Contacted about now-retired Carolyn Burjoski, Waterloo region board says it’s unable to discuss legal matters
CBC News · Posted: Jun 20, 2022
A now-retired teacher is asking the Ontario court system to let her finish a delegation that saw her ejected from a Waterloo Region District School Board (WRDSB) meeting earlier this year.
Carolyn Burjoski said she wants a judicial review of the events of Jan. 17, arguing the school board violated her right to freedom of expression, which is guaranteed under the Charter of Rights and Freedoms.
On that night, the former elementary school teacher had begun a presentation on how the school board manages its library collection — in schools and classrooms.

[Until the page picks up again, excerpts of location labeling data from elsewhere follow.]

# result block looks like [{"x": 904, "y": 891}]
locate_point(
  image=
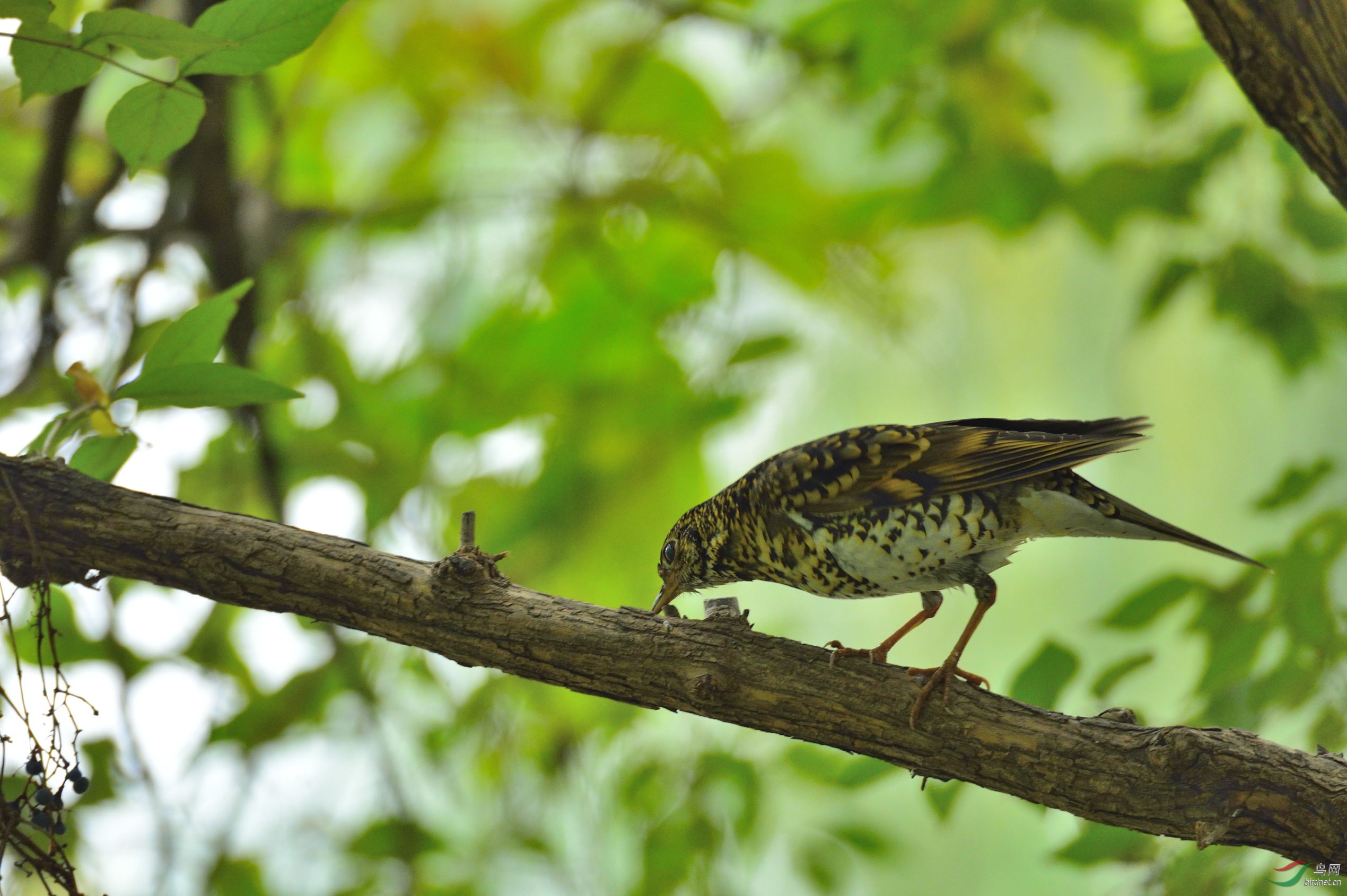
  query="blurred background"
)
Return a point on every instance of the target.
[{"x": 578, "y": 265}]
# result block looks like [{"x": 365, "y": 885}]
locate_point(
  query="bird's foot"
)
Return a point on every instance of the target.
[
  {"x": 941, "y": 677},
  {"x": 876, "y": 654}
]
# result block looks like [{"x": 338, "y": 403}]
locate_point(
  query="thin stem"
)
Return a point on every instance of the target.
[{"x": 173, "y": 85}]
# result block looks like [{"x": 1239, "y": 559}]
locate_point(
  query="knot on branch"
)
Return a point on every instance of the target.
[
  {"x": 470, "y": 566},
  {"x": 725, "y": 609},
  {"x": 707, "y": 688},
  {"x": 22, "y": 557}
]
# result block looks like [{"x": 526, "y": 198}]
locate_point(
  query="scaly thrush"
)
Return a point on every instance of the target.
[{"x": 894, "y": 510}]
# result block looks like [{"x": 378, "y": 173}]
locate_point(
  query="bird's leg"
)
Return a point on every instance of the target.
[
  {"x": 930, "y": 604},
  {"x": 985, "y": 591}
]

Burjoski had her presentation cut short after speaking about two books: one with an asexual protagonist and another with a transgender protagonist. The board voiced concerns her remarks violated the Ontario Human Rights Code, which provides protections based on gender identity or gender expression. She was then removed from the virtual meeting.

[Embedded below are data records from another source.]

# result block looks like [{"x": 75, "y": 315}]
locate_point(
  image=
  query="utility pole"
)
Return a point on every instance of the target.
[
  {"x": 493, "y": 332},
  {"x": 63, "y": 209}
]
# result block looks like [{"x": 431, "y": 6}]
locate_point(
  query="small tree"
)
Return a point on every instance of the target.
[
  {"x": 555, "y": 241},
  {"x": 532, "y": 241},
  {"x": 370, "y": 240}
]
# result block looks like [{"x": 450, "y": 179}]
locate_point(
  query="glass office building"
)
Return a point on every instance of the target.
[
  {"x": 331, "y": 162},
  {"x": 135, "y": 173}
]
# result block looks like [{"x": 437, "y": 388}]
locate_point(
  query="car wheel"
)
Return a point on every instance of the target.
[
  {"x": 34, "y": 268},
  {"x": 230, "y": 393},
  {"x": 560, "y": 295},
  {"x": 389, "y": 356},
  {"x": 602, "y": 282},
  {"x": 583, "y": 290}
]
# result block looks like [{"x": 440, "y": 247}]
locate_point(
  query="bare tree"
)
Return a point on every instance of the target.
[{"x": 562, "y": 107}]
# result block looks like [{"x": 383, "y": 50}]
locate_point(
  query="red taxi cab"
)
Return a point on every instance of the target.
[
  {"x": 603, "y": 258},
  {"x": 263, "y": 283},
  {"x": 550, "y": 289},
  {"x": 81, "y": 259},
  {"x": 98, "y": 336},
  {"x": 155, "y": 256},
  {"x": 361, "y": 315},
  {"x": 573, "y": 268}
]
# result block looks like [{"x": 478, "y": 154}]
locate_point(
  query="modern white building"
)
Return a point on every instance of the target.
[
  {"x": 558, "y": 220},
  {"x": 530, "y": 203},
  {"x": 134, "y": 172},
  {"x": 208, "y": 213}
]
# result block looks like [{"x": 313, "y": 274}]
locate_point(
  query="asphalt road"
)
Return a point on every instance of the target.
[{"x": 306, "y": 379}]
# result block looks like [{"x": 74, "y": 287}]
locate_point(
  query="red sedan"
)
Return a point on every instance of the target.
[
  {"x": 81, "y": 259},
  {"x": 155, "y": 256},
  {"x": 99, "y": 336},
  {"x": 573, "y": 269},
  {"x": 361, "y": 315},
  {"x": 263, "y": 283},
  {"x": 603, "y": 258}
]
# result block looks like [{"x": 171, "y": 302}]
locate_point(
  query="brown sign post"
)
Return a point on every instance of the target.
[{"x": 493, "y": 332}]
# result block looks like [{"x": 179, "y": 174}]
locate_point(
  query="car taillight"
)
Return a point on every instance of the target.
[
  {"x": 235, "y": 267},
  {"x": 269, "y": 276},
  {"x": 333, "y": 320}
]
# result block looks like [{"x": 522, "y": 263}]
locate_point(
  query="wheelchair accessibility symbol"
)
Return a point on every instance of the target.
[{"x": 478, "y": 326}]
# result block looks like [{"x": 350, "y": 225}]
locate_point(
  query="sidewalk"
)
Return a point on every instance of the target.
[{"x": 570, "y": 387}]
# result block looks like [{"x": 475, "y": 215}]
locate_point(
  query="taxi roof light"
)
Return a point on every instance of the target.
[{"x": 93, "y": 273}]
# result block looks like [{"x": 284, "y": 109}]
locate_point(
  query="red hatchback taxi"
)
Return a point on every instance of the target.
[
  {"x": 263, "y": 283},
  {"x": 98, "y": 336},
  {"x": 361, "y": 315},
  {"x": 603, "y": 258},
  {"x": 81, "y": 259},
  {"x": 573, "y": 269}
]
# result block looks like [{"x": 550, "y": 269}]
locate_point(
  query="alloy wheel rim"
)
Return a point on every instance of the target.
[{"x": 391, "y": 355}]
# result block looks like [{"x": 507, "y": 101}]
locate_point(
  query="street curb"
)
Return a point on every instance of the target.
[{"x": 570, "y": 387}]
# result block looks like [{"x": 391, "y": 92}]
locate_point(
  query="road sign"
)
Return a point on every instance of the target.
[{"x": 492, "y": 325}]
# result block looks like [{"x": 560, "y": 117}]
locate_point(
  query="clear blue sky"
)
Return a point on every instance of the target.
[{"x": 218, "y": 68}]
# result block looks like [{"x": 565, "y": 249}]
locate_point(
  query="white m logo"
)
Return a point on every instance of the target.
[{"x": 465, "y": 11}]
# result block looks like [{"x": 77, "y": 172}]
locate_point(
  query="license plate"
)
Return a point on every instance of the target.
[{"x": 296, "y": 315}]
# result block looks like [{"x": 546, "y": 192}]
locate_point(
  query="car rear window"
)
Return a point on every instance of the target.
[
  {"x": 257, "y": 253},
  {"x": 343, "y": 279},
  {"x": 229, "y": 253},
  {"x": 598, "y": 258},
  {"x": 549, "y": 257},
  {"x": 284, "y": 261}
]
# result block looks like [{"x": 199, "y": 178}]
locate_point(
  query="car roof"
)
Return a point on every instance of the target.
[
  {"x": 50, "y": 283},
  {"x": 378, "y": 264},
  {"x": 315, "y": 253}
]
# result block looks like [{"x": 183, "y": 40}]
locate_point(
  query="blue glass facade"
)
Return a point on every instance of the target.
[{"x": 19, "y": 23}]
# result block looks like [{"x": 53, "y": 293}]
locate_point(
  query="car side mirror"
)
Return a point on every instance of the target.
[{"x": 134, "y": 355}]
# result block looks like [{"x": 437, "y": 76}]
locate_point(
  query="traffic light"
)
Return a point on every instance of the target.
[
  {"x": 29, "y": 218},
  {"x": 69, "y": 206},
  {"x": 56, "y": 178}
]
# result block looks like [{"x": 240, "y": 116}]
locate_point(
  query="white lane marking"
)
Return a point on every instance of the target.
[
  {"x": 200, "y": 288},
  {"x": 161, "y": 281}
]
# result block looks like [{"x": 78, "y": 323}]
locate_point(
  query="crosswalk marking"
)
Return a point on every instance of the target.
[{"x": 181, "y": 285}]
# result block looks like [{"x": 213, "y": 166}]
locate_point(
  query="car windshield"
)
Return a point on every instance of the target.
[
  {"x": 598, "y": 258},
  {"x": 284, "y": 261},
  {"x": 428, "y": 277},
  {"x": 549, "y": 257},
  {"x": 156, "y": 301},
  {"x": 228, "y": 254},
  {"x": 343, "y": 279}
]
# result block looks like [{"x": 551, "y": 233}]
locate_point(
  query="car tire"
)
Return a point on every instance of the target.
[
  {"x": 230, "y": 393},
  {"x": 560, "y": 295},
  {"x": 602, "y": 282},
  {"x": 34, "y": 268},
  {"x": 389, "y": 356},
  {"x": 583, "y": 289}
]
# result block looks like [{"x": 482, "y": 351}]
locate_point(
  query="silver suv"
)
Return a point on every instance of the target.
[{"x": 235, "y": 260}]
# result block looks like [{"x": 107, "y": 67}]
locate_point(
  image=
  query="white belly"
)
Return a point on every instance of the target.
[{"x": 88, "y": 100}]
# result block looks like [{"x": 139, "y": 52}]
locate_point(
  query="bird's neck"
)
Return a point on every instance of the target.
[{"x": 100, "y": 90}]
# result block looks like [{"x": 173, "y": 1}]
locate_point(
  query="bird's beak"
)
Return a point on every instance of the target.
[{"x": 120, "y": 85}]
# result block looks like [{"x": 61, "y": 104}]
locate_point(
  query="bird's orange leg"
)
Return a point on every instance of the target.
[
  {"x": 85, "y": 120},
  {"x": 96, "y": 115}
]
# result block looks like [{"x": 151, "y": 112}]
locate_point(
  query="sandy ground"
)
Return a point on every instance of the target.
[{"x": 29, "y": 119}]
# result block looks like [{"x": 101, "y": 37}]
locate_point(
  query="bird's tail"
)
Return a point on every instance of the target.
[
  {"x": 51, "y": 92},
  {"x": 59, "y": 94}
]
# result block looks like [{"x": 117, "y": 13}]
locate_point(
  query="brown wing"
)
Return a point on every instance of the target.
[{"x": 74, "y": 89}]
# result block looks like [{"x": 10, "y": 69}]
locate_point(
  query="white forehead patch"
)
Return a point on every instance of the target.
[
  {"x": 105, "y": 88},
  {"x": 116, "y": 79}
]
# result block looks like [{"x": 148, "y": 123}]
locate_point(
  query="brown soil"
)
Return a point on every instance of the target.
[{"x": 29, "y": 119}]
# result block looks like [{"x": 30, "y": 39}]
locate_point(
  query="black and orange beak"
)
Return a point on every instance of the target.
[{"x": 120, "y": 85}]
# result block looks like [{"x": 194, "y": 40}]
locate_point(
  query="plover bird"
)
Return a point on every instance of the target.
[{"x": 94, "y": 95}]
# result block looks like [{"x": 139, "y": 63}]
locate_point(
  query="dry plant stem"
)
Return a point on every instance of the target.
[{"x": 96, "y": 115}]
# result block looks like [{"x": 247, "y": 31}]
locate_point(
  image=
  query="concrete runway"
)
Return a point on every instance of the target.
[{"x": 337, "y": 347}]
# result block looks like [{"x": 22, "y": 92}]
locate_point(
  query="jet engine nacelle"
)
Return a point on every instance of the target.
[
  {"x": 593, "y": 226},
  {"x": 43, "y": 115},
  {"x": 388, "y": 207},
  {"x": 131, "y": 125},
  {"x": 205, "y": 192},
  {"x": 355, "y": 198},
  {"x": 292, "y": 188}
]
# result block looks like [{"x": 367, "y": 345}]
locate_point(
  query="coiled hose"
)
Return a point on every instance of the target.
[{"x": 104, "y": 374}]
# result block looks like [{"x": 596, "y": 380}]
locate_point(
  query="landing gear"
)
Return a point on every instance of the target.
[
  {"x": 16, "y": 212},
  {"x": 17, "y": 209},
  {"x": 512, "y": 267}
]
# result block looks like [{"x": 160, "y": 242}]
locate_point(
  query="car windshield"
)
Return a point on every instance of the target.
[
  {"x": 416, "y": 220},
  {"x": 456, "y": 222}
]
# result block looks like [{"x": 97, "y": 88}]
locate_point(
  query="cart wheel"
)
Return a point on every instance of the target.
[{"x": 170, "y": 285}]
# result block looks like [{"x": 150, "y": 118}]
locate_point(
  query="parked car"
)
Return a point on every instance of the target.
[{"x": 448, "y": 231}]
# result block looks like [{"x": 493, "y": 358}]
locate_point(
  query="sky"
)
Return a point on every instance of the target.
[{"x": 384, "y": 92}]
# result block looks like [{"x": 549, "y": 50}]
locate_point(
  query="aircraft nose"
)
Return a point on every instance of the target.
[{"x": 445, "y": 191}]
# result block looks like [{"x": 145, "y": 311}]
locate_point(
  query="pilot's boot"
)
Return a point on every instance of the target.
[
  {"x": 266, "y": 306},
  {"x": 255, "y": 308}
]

A judicial review could decide if those decisions were fair, reasonable and lawful.
On Monday, CBC News checked with the divisional Superior Court of Justice in Hamilton, where Burjoski’s lawyers said the request was filed. CBC was told a file matching that number exists, but had not yet been digitized and couldn’t be viewed.
A matter of free expression: Burjoski
In a video statement posted to YouTube on Monday, Burjoski said she had been allowed 10 minutes for her delegation at the board meeting, but was interrupted after four minutes and ejected.
“I am concerned that school boards are abusing their power to silence and shame people who ask perfectly reasonable questions,” said Burjoski in the video.
“Boards must respect the rights of parents and teachers to free expression.”
Burjoski said she hopes the courts will order the board to allow her to delegate before the board and complete her presentation.
She said lawyers with the Justice Centre for Constitutional Freedoms are working on her case pro bono.
In a news release on the justice centre’s website, lawyer Jorge Pineda says, “The board’s decision to silence Ms. Burjoski, based on the false claim that her views violate the Human Rights Code, demonstrates a serious lack of understanding and respect for basic democratic principles and cannot go unchallenged.”
The WRDSB told CBC it is not able to discuss ongoing legal matters.
Burjoski is also suing the WRDSB for $1.75 million in a separate defamation lawsuit.
None of the claims made in either of the civil filings have been proven in court.